By The Malketeer
Folklore is Having a Franchise Moment and Indonesia is Screaming All the Way to the Bank
Once dismissed as VHS-era schlock, Indonesia’s horror films are now rewriting the rules of Southeast Asian cinema — and in doing so, they’re offering one of the boldest brand case studies we’ve seen in years.
This isn’t just a comeback story. It’s a cultural exorcism that’s revived an entire industry.
Today, horror accounts for more than 70% of the nation’s ticket sales. Not Marvel. Not romance. Not crime capers.
Just good old-fashioned terror, straight from village legends and urban myths whispered through generations.
So what did Indonesia do right — and more importantly, what can Malaysia (and its marketers) learn from it?
Indonesia didn’t just make horror films — it made horror its brand.

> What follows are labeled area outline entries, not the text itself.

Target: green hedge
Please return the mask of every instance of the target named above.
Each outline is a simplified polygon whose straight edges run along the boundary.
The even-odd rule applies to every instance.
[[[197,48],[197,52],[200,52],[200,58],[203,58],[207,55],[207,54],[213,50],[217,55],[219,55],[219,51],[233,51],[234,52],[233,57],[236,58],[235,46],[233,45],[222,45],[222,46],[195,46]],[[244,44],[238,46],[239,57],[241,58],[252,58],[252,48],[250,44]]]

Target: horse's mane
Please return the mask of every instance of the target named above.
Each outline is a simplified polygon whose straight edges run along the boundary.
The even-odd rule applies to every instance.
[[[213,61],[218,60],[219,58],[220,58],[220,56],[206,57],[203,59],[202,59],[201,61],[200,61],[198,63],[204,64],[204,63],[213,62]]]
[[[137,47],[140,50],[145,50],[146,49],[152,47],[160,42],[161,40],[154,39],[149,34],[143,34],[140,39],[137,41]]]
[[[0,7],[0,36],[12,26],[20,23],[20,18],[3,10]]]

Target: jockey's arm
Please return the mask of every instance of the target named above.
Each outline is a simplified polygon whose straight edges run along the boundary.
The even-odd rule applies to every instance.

By doubling down on culturally-rooted fear (think Pocong, Kuntilanak, and Tuyul), Indonesian filmmakers turned local folklore into national IP.
These aren’t just monsters — they’re now mascots of a cinematic movement.
Unlike generic jump-scare franchises, Indonesia’s horror hits different because it feels authentic.
It taps into faith, fear, and family.
It weaponises the known unknowns — that eerie overlap of superstition and belief that makes you turn on the lights after a story’s told.
Marianne Christianti Purnaawan of Avantgarde Productions said it best. “These legends were never meant to disappear. We just needed to modernise the medium, not the message.”
Malaysia, are you watching?
Malaysia has just as much cultural gold to mine — the Orang Minyak, Pontianak, Toyol, Bunians, and whole rainforests of spectral folklore.
Yet somehow, we’ve left those stories in the attic while Indonesia is streaming theirs globally.
This is more than film.
It’s a lesson in niche mastery, genre ownership, and cultural export.
It’s how horror became both industry and identity — a genre rebrand that now earns international festival spots, regional releases, and Netflix placements.
So what’s the playbook?
Ekky Imanjaya, a film lecturer in Jakarta, says it plainly, “Our parents used these stories to scare us. Now they’re scaring the box office.”
And that, dear readers, is the marketing mic drop.
So while Malaysia debates another tourism slogan, Indonesia is turning its ghosts into gold.
Maybe it’s time we stop fearing the dark – and start filming it.